Did I do the right thing?
Find a Conversation
| Wed, 04-18-2007 - 10:12pm |
Hannah comes home from school and tells me she hates so and so. I ask her why and she shows me her binder. It's a picture of something scratched out. I tell her to draw what's scratched out. She draws a p. I'm livid. I know the 8th grader. I went to Cape Cod with her mother a few years ago. We were on the executive board on the PTA together. I think about this and think about this. I finally call the mother and tell her I'm livid. She was really nice. Told me her daughter wasn't home but that she would get to the bottom of it. That her daughter needs to buy Hannah a new binder, blah, blah, blah.
Now, I haven't told Hannah that I talked to the mother but when I do she'll be ticked. Sorry but I hate it when 8th graders pick on 7th graders. This is the thing that the 8th graders are doing to the 7th graders. Drawing P's on their binders. It's a peer pressure thing. I told Hannah that if I get a phone call from a mother telling me that she drew a P on her dd's binder I'd be very disappointed, amongst other things I said, like I'd kick her butt.
Would you call the mother or let it go?



Pages
I would have let it go!
Powered by CGISpy.com
If I knew the girl and the mom, I would have probably made the call too...then probaby came here to ask if I'd done the right thing too! :P
On a side note but still on the same topic (kindof) my sister actually called me today because yesterday she saw her friend's 14 yr old daughter walking beside the road with a friend smoking! Seems her husband is totally angry with her for butting in but the worst part is that the girls mom KNOWS she smokes and even buys them for her if she gives her the money. Seems both parents smoke, they figure she's doing it anyway so why make her hide it! And this is a 'good girl' from a 'good family' according to my sis, who's a notorious snob! LOL! So sis is freaking out over this mom's nonchalance and her own hubby is mad at her...I told her that YES I'd have done the same thing!
Dontcha love busybody moms like us! LOL!
Denise
Gosh, that poor 14 year old. What's in store for her next?

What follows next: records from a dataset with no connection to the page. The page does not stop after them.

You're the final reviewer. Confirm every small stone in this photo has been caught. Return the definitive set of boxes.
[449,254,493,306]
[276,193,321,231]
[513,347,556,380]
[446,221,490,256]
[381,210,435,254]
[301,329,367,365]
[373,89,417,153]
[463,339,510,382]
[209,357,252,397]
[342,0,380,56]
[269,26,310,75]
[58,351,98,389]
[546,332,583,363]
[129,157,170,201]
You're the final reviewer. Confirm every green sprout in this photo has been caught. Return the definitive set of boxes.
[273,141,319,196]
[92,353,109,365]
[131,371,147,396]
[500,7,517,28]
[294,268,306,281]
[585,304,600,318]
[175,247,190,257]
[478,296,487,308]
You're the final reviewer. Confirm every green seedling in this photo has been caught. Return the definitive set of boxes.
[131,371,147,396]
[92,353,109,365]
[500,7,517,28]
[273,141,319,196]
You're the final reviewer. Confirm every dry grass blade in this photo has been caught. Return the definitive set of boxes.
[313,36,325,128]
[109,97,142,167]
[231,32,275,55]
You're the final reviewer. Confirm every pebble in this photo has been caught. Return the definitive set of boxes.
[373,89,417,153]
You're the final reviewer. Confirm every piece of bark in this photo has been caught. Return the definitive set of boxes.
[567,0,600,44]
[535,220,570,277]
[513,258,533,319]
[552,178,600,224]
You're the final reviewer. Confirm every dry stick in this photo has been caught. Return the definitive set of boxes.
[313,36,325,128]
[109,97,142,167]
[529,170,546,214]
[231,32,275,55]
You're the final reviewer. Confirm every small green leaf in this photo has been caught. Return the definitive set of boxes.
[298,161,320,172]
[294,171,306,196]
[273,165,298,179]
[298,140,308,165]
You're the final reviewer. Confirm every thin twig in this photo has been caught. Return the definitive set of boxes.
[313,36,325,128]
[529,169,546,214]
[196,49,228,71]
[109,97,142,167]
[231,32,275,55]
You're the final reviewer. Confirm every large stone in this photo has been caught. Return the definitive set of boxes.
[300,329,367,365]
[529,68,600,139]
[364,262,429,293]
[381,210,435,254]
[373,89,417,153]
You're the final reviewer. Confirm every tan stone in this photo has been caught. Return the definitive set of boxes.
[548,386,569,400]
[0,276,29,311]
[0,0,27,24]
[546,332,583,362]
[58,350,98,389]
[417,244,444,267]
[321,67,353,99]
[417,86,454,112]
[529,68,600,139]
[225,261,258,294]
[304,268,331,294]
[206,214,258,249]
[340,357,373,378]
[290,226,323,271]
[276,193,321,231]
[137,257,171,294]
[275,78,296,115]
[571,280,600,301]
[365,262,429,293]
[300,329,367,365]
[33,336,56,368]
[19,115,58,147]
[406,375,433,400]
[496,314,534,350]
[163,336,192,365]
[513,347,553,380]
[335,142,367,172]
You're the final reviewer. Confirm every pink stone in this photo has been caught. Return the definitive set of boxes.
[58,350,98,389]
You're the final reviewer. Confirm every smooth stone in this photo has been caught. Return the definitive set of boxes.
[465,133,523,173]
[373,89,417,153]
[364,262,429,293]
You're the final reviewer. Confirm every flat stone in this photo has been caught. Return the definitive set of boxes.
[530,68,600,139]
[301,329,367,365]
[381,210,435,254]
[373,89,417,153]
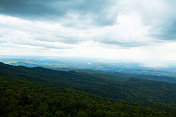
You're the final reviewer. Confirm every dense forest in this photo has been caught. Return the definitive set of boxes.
[0,63,176,117]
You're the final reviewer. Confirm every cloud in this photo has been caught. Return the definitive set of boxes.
[0,0,117,26]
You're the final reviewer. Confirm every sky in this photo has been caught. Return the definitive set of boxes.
[0,0,176,67]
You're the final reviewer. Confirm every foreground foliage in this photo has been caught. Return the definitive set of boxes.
[0,77,176,117]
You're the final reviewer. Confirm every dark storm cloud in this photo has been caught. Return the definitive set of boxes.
[0,0,116,25]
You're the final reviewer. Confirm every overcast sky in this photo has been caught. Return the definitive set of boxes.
[0,0,176,67]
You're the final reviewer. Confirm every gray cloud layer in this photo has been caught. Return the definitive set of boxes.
[0,0,116,26]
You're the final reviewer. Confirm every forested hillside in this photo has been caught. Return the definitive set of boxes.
[0,63,176,104]
[0,63,176,117]
[0,77,176,117]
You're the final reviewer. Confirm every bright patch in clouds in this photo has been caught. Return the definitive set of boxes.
[0,0,176,67]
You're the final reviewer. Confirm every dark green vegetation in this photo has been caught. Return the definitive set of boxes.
[0,63,176,117]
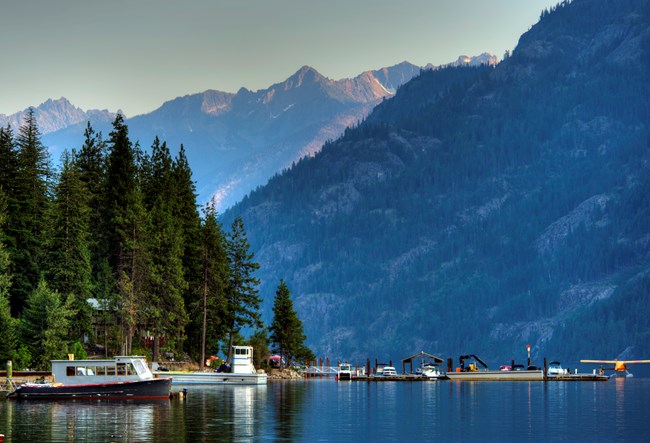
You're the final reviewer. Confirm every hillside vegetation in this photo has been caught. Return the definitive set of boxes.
[224,0,650,364]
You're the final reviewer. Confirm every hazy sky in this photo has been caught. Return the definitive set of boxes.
[0,0,558,117]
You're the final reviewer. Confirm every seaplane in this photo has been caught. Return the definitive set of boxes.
[580,360,650,377]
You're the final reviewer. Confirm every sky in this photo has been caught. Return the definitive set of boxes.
[0,0,558,117]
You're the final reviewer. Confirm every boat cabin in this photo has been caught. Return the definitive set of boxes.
[231,346,257,374]
[52,356,153,385]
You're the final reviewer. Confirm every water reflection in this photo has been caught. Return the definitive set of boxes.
[0,378,650,443]
[0,401,170,443]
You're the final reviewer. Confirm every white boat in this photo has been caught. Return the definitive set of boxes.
[154,346,268,385]
[416,363,445,378]
[7,356,171,400]
[447,354,544,381]
[336,363,352,381]
[546,361,569,377]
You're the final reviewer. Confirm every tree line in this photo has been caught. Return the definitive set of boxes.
[0,109,311,369]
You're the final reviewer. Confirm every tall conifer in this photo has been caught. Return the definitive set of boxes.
[105,114,149,354]
[270,280,311,365]
[7,108,51,313]
[226,217,261,361]
[46,152,92,341]
[191,205,229,368]
[142,137,187,360]
[0,189,17,361]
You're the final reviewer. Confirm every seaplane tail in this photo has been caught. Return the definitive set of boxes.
[580,360,650,377]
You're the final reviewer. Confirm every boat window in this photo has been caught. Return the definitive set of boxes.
[133,360,147,374]
[77,367,95,375]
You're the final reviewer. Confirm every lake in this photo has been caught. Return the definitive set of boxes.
[0,378,650,443]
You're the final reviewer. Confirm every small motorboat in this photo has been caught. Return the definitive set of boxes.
[7,356,172,400]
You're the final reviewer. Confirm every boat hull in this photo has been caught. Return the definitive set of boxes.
[447,370,544,381]
[154,372,268,385]
[7,378,172,400]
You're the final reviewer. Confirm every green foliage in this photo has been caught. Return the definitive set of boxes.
[224,0,650,361]
[226,217,261,361]
[44,152,93,340]
[20,280,72,370]
[270,280,314,365]
[70,341,88,360]
[3,108,51,314]
[14,344,32,371]
[188,205,229,368]
[0,111,260,368]
[248,328,271,368]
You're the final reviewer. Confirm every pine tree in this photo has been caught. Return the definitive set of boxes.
[142,137,187,360]
[270,280,313,365]
[46,152,92,340]
[226,217,261,362]
[0,125,18,195]
[73,122,108,273]
[0,189,17,361]
[191,205,229,368]
[7,108,51,313]
[104,114,150,354]
[172,145,202,356]
[20,280,72,370]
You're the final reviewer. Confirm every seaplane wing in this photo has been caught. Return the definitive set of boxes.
[580,360,650,365]
[580,360,617,365]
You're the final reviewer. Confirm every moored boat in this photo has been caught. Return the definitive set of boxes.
[336,362,353,381]
[154,346,268,385]
[7,356,171,400]
[447,354,545,381]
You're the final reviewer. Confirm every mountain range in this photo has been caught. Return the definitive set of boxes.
[223,0,650,367]
[0,54,496,210]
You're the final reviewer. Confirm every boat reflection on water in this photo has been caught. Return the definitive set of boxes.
[0,400,171,442]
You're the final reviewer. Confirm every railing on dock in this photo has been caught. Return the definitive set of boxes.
[303,358,366,377]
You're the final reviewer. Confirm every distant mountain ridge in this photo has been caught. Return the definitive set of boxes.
[0,55,492,210]
[224,0,650,367]
[0,97,116,134]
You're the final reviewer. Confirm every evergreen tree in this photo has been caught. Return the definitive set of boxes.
[20,280,72,370]
[226,217,261,362]
[105,114,150,354]
[7,108,51,313]
[143,137,187,360]
[46,152,92,340]
[191,205,229,368]
[270,280,313,365]
[0,189,17,361]
[0,125,18,199]
[74,122,108,274]
[172,145,202,355]
[248,328,271,368]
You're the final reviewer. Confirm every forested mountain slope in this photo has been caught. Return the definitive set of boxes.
[224,0,650,364]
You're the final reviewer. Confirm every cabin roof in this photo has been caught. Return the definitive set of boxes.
[402,351,444,363]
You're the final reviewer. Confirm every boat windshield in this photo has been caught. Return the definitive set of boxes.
[133,360,148,375]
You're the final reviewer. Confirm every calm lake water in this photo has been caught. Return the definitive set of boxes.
[0,378,650,443]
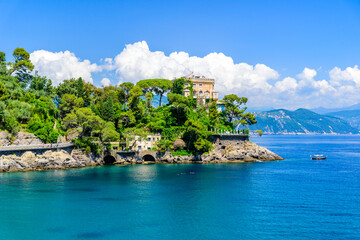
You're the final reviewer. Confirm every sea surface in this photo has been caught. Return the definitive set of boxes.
[0,135,360,240]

Back to the P on the binder. LOL Unfortunately my dh is not around tonight. He grounds me. He would have thought about it over night and then made a decision to call
Don't second guess yourself -- you did what you thought was right. Just as long as you realize that there is no guarantee telling another parent about something inappropriate that their kid did will actually result in them doing anything about it!!! Not all parents feel the same way about these things.
Case in point:
Last year my son had two friends over. They had all recently gotten Nintendo DS systems (those handheld games) so they wanted to visit and play together. One of the kids comes over all the time and we know his parents really well and he never gave me any trouble. The other I'd never had over but I know his mom from the school and although he was a bit loud they had a good time together.

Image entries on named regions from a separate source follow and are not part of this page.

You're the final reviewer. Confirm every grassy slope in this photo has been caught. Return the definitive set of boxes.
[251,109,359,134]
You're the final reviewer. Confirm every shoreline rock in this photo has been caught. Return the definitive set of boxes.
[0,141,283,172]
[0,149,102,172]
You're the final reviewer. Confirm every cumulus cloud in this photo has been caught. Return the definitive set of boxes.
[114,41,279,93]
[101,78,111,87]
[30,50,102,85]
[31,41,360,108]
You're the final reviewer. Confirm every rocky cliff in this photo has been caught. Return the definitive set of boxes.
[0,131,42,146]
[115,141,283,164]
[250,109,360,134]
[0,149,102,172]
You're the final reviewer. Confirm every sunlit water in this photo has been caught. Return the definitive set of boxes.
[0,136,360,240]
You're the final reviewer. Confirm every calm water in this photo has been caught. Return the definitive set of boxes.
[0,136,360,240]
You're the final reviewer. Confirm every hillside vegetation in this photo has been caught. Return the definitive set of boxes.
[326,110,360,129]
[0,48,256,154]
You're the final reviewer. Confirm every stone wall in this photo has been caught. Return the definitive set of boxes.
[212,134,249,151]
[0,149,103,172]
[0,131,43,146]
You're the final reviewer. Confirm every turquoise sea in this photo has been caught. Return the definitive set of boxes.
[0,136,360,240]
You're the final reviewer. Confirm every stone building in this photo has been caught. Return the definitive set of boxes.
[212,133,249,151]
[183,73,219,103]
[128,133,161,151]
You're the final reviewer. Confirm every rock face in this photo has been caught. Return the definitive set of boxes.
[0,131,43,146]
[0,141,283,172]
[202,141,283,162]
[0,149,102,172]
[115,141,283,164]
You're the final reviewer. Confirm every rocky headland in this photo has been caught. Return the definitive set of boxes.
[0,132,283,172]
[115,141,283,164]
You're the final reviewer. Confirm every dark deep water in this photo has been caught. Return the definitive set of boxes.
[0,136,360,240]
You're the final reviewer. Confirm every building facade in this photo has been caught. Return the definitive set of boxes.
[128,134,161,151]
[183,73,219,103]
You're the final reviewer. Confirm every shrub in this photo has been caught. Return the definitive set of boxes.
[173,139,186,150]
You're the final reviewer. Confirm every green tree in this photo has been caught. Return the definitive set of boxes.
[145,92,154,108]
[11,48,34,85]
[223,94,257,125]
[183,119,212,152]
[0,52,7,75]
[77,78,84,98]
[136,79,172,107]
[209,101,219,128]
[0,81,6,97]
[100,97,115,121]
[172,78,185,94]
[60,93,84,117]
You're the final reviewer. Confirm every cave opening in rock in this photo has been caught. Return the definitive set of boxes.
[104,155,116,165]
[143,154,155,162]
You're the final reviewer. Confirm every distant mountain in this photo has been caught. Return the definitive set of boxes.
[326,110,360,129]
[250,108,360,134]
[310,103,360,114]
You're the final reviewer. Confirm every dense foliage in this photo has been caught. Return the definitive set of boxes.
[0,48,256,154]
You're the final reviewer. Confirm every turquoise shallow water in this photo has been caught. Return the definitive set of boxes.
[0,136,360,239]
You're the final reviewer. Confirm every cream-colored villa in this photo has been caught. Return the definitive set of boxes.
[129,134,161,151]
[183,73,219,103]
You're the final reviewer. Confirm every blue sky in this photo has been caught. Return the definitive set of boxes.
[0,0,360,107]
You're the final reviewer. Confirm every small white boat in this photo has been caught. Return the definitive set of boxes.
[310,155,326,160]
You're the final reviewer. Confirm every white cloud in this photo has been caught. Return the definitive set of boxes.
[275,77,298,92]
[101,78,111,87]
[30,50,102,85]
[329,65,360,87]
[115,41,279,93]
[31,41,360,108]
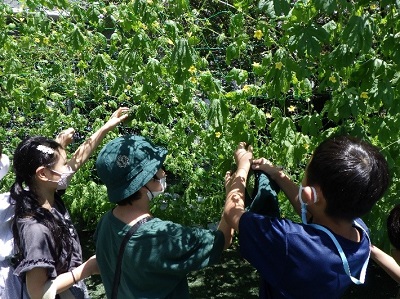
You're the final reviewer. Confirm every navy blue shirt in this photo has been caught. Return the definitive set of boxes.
[239,212,370,299]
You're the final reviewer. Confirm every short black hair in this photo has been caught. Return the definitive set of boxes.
[386,204,400,250]
[306,136,389,220]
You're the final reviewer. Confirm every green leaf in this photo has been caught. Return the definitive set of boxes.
[326,44,356,68]
[70,26,85,50]
[288,24,329,56]
[314,0,337,14]
[226,68,248,84]
[208,99,229,128]
[341,15,372,53]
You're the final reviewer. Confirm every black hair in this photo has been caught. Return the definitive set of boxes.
[386,204,400,250]
[306,136,389,220]
[10,137,72,261]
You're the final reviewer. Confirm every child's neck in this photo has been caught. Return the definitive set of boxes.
[37,190,54,210]
[313,217,361,242]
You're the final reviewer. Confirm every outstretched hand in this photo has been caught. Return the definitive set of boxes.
[104,107,129,130]
[234,142,253,170]
[55,128,75,148]
[251,158,283,177]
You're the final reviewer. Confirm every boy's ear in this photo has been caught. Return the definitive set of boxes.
[36,166,48,181]
[302,186,318,205]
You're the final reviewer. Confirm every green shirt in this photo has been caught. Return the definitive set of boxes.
[95,211,224,299]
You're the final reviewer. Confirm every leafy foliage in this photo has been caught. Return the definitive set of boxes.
[0,0,400,245]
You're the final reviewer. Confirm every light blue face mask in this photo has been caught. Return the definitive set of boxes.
[299,185,371,284]
[146,177,167,200]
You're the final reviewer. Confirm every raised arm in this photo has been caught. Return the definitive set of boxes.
[223,142,253,231]
[68,107,129,171]
[252,158,301,215]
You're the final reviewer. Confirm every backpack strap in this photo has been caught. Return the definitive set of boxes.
[111,216,153,299]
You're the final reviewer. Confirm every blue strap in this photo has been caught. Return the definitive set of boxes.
[308,221,371,284]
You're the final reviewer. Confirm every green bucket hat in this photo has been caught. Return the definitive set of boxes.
[96,135,167,203]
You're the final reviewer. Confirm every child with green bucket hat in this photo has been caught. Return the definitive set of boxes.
[94,136,233,299]
[224,136,389,299]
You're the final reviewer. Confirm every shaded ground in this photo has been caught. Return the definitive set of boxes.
[80,233,399,299]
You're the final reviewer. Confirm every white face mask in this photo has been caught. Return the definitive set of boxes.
[49,165,75,190]
[299,185,318,224]
[0,154,10,180]
[147,177,167,200]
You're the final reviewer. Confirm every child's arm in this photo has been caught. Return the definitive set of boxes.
[63,107,129,171]
[54,255,100,294]
[252,158,301,215]
[34,255,99,299]
[371,245,400,283]
[223,142,253,231]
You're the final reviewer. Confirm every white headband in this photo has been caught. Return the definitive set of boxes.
[0,154,10,180]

Well after they leave my son tells me 3 of his DS games are missing!!! They were there, they were played with and now they are gone. Each of those things costs $30/$40 so its a considerable loss. Immediately I call the parent of the one kid I know better and she checks all her son's stuff and doesn't find anything. I wouldn't suspect anything worse than him picking up the games by mistake because frankly this kid and his family are quite wealthy and he has loads more than my son does including many of the games that my son also had. Besides he had been over many many times and never had something gone missing -- not even accidentally.
So I call the other kids mom. Tell her what happened, asked her to check his stuff. Now this kid was more problematic. He had gotten the system for Xmas but only with a demo game -- no one had bought him any games even though he had had the system for months. So it was more likely that he would try to steal some games. His mom went through his stuff and said she found nothing but these game carteridges are tiny -- small as a postage stamp really. I don't know what to say ie how can these games just up and disappear?
Less than a week later the kid shows up at school with his game system and a game like the one my son "lost". He said his mom had bought it for him. Right....this was a game that was so hot it was sold out everywhere. So finally I told my son that this kid was no longer allowed to come to our house, I was so upset. Somehow word got to the kid that he was banned from my place and then within no time his mom is giving me cold shoulder everytime we saw each other. She was outraged that I accused her son of stealing.
Nobody wants to think their kid is stealing but come on, if some parent had called me on this issue I would turn my son's room upside down and keep checking his stuff later. I would need to ensure that if he did do something like that he didn't get away with it. But that's how I would handle the situation and not how others would. Maybe even some of you on this board.
So....do what you think you gotta do but don't expect parents to care the same way you care or to handle things in the same way you would...
I just have to ask...what was the P for?